Un gouvernement qui voudrait donner l’exemple retirerait d’abord
le fameux crucifix de l’Assemblée nationale. Ce symbole ne date pas de la
création du bâtiment, le concept de la séparation de l’état et de la religion
étant à l’honneur dès le début de son fonctionnement. Le crucifix a été placé
en 1936, par Maurice Duplessis, pour montrer que son gouvernement se voulait
plus à l’écoute des principes catholiques.
Étant à priori pour le fait de laisser cette croix qui m’apparaissait
bien innocente en place, mon ami Carl Gagnon a fait cheminer ma réflexion en me
posant cette question : « Si, à la place du crucifix, il y avait
eu un tableau de l’armée de Wolfe massacrant l’armée de Montcalm, trouverais-tu
que la valeur historique de ce tableau permettrait qu’on le laisse dans l’Assemblée
nationale? ». Après avoir entendu la question, mon air dubitatif m’a
montré à quel point mon premier raisonnement ne tenait pas la route et j’ai
donc changé mon fusil d’épaule : l’idée que nos décisions politiques
seraient orientées par l’inféodation de notre nation par les Britanniques me
répugne au point de vouloir en vomir.
Par rapport au port de symboles religieux, je laisse mes
valeurs laïques au vestiaire pour baser ma réflexion par un document de la Constitution canadienne,
la Charte
canadienne des droits et des libertés. Dans le domaine juridique canadien, la
suprématie de la charte canadienne prévaut (article 52 de la Charte constitutionnelle de
1982) sur les dispositions législatives. La Cour suprême du Canada est l’instance qui tranche
par rapport à l’interprétation de cette dernière. Or, cette charte garantit la
liberté de religieux et la jurisprudence invaliderait (probablement)

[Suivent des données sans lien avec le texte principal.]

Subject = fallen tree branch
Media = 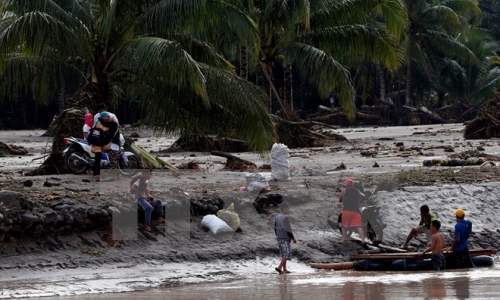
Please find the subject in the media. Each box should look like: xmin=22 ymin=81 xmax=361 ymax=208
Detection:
xmin=210 ymin=150 xmax=256 ymax=167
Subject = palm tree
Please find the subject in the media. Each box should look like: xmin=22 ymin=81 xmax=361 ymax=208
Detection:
xmin=400 ymin=0 xmax=481 ymax=106
xmin=433 ymin=28 xmax=500 ymax=106
xmin=243 ymin=0 xmax=406 ymax=120
xmin=0 ymin=0 xmax=275 ymax=153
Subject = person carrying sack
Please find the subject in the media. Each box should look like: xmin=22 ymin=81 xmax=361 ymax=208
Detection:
xmin=87 ymin=111 xmax=118 ymax=181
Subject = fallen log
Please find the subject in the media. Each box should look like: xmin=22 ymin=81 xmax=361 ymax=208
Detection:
xmin=0 ymin=141 xmax=29 ymax=155
xmin=318 ymin=105 xmax=382 ymax=121
xmin=210 ymin=151 xmax=256 ymax=167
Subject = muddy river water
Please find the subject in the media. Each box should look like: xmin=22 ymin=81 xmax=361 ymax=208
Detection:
xmin=18 ymin=263 xmax=500 ymax=300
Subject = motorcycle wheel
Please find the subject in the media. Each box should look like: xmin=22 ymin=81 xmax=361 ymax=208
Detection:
xmin=119 ymin=155 xmax=140 ymax=176
xmin=367 ymin=220 xmax=384 ymax=244
xmin=64 ymin=149 xmax=88 ymax=174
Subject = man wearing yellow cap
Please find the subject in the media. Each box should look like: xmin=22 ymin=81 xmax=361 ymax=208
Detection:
xmin=450 ymin=208 xmax=475 ymax=269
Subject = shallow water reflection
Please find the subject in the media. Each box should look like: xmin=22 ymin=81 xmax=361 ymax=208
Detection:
xmin=28 ymin=267 xmax=500 ymax=300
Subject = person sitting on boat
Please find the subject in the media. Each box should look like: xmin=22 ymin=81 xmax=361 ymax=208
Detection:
xmin=339 ymin=178 xmax=369 ymax=250
xmin=401 ymin=204 xmax=436 ymax=249
xmin=450 ymin=208 xmax=475 ymax=269
xmin=421 ymin=220 xmax=446 ymax=271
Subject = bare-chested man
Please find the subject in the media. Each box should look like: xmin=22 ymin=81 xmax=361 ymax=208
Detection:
xmin=421 ymin=220 xmax=446 ymax=271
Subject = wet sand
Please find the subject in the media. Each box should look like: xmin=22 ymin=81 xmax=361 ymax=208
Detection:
xmin=15 ymin=263 xmax=500 ymax=300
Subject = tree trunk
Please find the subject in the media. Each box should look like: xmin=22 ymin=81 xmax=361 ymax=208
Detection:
xmin=379 ymin=64 xmax=386 ymax=105
xmin=57 ymin=63 xmax=66 ymax=113
xmin=284 ymin=65 xmax=293 ymax=112
xmin=239 ymin=46 xmax=248 ymax=80
xmin=405 ymin=64 xmax=412 ymax=106
xmin=258 ymin=63 xmax=272 ymax=111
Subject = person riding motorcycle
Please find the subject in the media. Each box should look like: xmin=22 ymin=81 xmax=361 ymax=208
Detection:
xmin=339 ymin=178 xmax=370 ymax=249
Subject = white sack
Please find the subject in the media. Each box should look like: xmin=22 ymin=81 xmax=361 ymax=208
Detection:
xmin=201 ymin=214 xmax=234 ymax=234
xmin=270 ymin=143 xmax=290 ymax=180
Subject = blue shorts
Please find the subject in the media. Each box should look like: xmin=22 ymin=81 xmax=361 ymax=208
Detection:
xmin=432 ymin=253 xmax=446 ymax=271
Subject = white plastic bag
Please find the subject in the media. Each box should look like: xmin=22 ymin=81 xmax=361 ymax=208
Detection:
xmin=246 ymin=172 xmax=269 ymax=191
xmin=270 ymin=143 xmax=290 ymax=180
xmin=201 ymin=214 xmax=234 ymax=234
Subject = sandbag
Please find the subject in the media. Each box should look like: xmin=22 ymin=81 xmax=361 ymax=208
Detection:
xmin=201 ymin=214 xmax=234 ymax=234
xmin=217 ymin=203 xmax=240 ymax=231
xmin=270 ymin=143 xmax=290 ymax=180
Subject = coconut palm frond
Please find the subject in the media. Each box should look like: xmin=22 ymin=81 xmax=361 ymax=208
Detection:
xmin=114 ymin=37 xmax=208 ymax=103
xmin=281 ymin=42 xmax=356 ymax=119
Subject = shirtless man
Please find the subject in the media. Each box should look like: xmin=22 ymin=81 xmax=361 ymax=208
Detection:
xmin=421 ymin=220 xmax=446 ymax=271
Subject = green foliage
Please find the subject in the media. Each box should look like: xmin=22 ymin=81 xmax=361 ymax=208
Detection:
xmin=0 ymin=0 xmax=275 ymax=151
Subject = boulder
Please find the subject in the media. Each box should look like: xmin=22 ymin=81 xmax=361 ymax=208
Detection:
xmin=0 ymin=190 xmax=24 ymax=210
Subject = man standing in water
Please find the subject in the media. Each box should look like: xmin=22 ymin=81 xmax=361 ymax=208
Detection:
xmin=274 ymin=202 xmax=297 ymax=274
xmin=451 ymin=208 xmax=475 ymax=269
xmin=421 ymin=220 xmax=446 ymax=271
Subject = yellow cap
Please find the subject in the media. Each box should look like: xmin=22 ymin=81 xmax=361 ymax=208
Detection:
xmin=454 ymin=208 xmax=465 ymax=218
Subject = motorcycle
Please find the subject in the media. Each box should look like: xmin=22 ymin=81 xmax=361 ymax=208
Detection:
xmin=63 ymin=137 xmax=140 ymax=176
xmin=337 ymin=190 xmax=386 ymax=244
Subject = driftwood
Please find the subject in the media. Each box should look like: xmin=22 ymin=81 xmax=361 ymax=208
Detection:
xmin=317 ymin=105 xmax=382 ymax=121
xmin=464 ymin=93 xmax=500 ymax=139
xmin=210 ymin=150 xmax=256 ymax=171
xmin=0 ymin=141 xmax=29 ymax=156
xmin=403 ymin=106 xmax=448 ymax=124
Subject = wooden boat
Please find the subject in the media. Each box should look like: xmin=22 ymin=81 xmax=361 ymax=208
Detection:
xmin=310 ymin=248 xmax=497 ymax=271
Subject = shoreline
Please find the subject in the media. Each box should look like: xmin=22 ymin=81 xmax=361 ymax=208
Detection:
xmin=1 ymin=124 xmax=500 ymax=297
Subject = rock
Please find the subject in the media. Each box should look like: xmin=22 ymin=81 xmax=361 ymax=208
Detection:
xmin=0 ymin=190 xmax=24 ymax=210
xmin=411 ymin=145 xmax=422 ymax=151
xmin=20 ymin=199 xmax=35 ymax=210
xmin=22 ymin=180 xmax=33 ymax=187
xmin=54 ymin=204 xmax=72 ymax=211
xmin=21 ymin=212 xmax=38 ymax=224
xmin=423 ymin=159 xmax=441 ymax=166
xmin=44 ymin=212 xmax=59 ymax=226
xmin=100 ymin=209 xmax=109 ymax=218
xmin=477 ymin=146 xmax=485 ymax=151
xmin=395 ymin=142 xmax=404 ymax=147
xmin=373 ymin=162 xmax=380 ymax=168
xmin=107 ymin=206 xmax=121 ymax=214
xmin=87 ymin=208 xmax=102 ymax=219
xmin=424 ymin=152 xmax=435 ymax=157
xmin=444 ymin=146 xmax=454 ymax=152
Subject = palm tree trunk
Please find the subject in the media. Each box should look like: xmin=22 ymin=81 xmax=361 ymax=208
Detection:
xmin=56 ymin=63 xmax=66 ymax=113
xmin=379 ymin=64 xmax=386 ymax=105
xmin=405 ymin=64 xmax=412 ymax=106
xmin=239 ymin=46 xmax=248 ymax=80
xmin=284 ymin=65 xmax=293 ymax=111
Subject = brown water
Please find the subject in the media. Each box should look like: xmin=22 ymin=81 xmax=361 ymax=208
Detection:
xmin=24 ymin=267 xmax=500 ymax=300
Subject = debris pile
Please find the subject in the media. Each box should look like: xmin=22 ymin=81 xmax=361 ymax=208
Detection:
xmin=464 ymin=93 xmax=500 ymax=139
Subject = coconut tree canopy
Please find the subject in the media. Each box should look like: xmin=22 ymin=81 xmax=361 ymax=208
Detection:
xmin=0 ymin=0 xmax=276 ymax=152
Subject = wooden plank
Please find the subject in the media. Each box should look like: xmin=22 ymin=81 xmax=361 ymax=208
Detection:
xmin=350 ymin=248 xmax=497 ymax=260
xmin=372 ymin=243 xmax=408 ymax=253
xmin=310 ymin=262 xmax=354 ymax=270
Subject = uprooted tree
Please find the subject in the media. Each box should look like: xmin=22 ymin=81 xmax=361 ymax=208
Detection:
xmin=464 ymin=93 xmax=500 ymax=139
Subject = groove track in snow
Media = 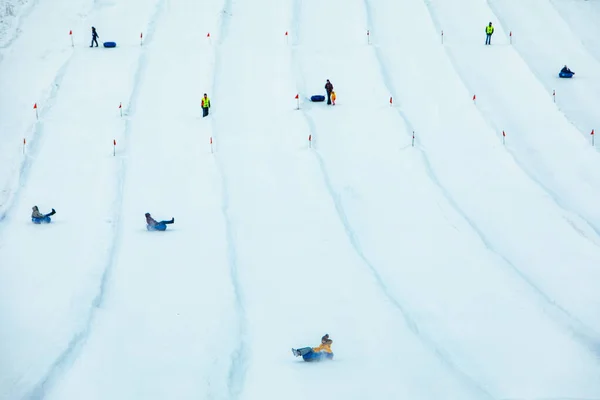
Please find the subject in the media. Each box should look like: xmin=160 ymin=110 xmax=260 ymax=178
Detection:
xmin=26 ymin=1 xmax=168 ymax=397
xmin=209 ymin=0 xmax=250 ymax=397
xmin=418 ymin=0 xmax=600 ymax=354
xmin=0 ymin=55 xmax=72 ymax=225
xmin=288 ymin=0 xmax=494 ymax=397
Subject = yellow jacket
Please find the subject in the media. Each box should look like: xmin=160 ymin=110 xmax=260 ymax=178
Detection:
xmin=312 ymin=342 xmax=333 ymax=354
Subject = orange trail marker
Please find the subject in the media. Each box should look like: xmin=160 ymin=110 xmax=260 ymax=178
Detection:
xmin=69 ymin=30 xmax=74 ymax=47
xmin=295 ymin=93 xmax=299 ymax=110
xmin=308 ymin=134 xmax=312 ymax=148
xmin=113 ymin=139 xmax=116 ymax=156
xmin=502 ymin=130 xmax=506 ymax=145
xmin=119 ymin=102 xmax=122 ymax=117
xmin=210 ymin=137 xmax=213 ymax=153
xmin=140 ymin=32 xmax=143 ymax=46
xmin=23 ymin=138 xmax=26 ymax=154
xmin=389 ymin=96 xmax=393 ymax=106
xmin=592 ymin=129 xmax=595 ymax=146
xmin=33 ymin=103 xmax=38 ymax=120
xmin=472 ymin=94 xmax=476 ymax=104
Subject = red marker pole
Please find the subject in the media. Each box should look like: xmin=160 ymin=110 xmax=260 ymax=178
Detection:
xmin=207 ymin=32 xmax=211 ymax=44
xmin=23 ymin=138 xmax=26 ymax=154
xmin=502 ymin=130 xmax=506 ymax=145
xmin=210 ymin=137 xmax=213 ymax=153
xmin=113 ymin=139 xmax=116 ymax=156
xmin=140 ymin=32 xmax=143 ymax=46
xmin=592 ymin=129 xmax=595 ymax=146
xmin=33 ymin=103 xmax=38 ymax=120
xmin=69 ymin=30 xmax=74 ymax=47
xmin=553 ymin=89 xmax=556 ymax=103
xmin=295 ymin=94 xmax=299 ymax=110
xmin=509 ymin=31 xmax=512 ymax=45
xmin=119 ymin=102 xmax=122 ymax=117
xmin=472 ymin=94 xmax=476 ymax=105
xmin=389 ymin=96 xmax=393 ymax=106
xmin=412 ymin=131 xmax=415 ymax=147
xmin=366 ymin=30 xmax=370 ymax=45
xmin=441 ymin=30 xmax=444 ymax=44
xmin=308 ymin=134 xmax=312 ymax=149
xmin=285 ymin=31 xmax=288 ymax=45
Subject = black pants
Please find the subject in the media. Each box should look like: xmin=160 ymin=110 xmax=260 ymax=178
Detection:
xmin=326 ymin=91 xmax=332 ymax=105
xmin=91 ymin=37 xmax=98 ymax=47
xmin=202 ymin=107 xmax=209 ymax=117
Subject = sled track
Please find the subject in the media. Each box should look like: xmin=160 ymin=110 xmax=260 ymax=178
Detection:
xmin=288 ymin=0 xmax=495 ymax=398
xmin=210 ymin=1 xmax=250 ymax=398
xmin=25 ymin=1 xmax=168 ymax=398
xmin=0 ymin=54 xmax=72 ymax=226
xmin=420 ymin=0 xmax=600 ymax=353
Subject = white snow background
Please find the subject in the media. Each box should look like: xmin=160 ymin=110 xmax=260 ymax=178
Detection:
xmin=1 ymin=0 xmax=600 ymax=399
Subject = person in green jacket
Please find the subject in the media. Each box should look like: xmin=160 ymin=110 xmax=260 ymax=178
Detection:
xmin=485 ymin=22 xmax=494 ymax=45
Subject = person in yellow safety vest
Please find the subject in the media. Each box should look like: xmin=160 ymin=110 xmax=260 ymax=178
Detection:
xmin=485 ymin=22 xmax=494 ymax=45
xmin=201 ymin=93 xmax=211 ymax=117
xmin=331 ymin=91 xmax=336 ymax=105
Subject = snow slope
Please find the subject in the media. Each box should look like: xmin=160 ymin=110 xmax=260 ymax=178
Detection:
xmin=1 ymin=0 xmax=600 ymax=398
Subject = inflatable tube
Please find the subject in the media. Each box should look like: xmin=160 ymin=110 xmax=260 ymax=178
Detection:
xmin=103 ymin=42 xmax=117 ymax=48
xmin=147 ymin=223 xmax=167 ymax=231
xmin=32 ymin=216 xmax=51 ymax=224
xmin=302 ymin=351 xmax=333 ymax=362
xmin=311 ymin=95 xmax=325 ymax=102
xmin=559 ymin=71 xmax=574 ymax=78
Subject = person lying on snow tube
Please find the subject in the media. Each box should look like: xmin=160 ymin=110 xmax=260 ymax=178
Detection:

automatiquement une charte des valeurs québécoises où les signes religieux ne
seraient pas admissibles dans la fonction publique. Ainsi, tant que nous
garantirons la liberté de conscience et de religion ainsi que la liberté d’expression
dans un document constitutionnel, il me semble qu’on ne peut pas imposer « des
valeurs québécoises » pour un peuple qui ne veut même pas retirer un
maudit crucifix de son assemblée nationale.
Ultimement, les seules personnes qui gagneront à continuer à argumenter sur ce sujet seront les avocats.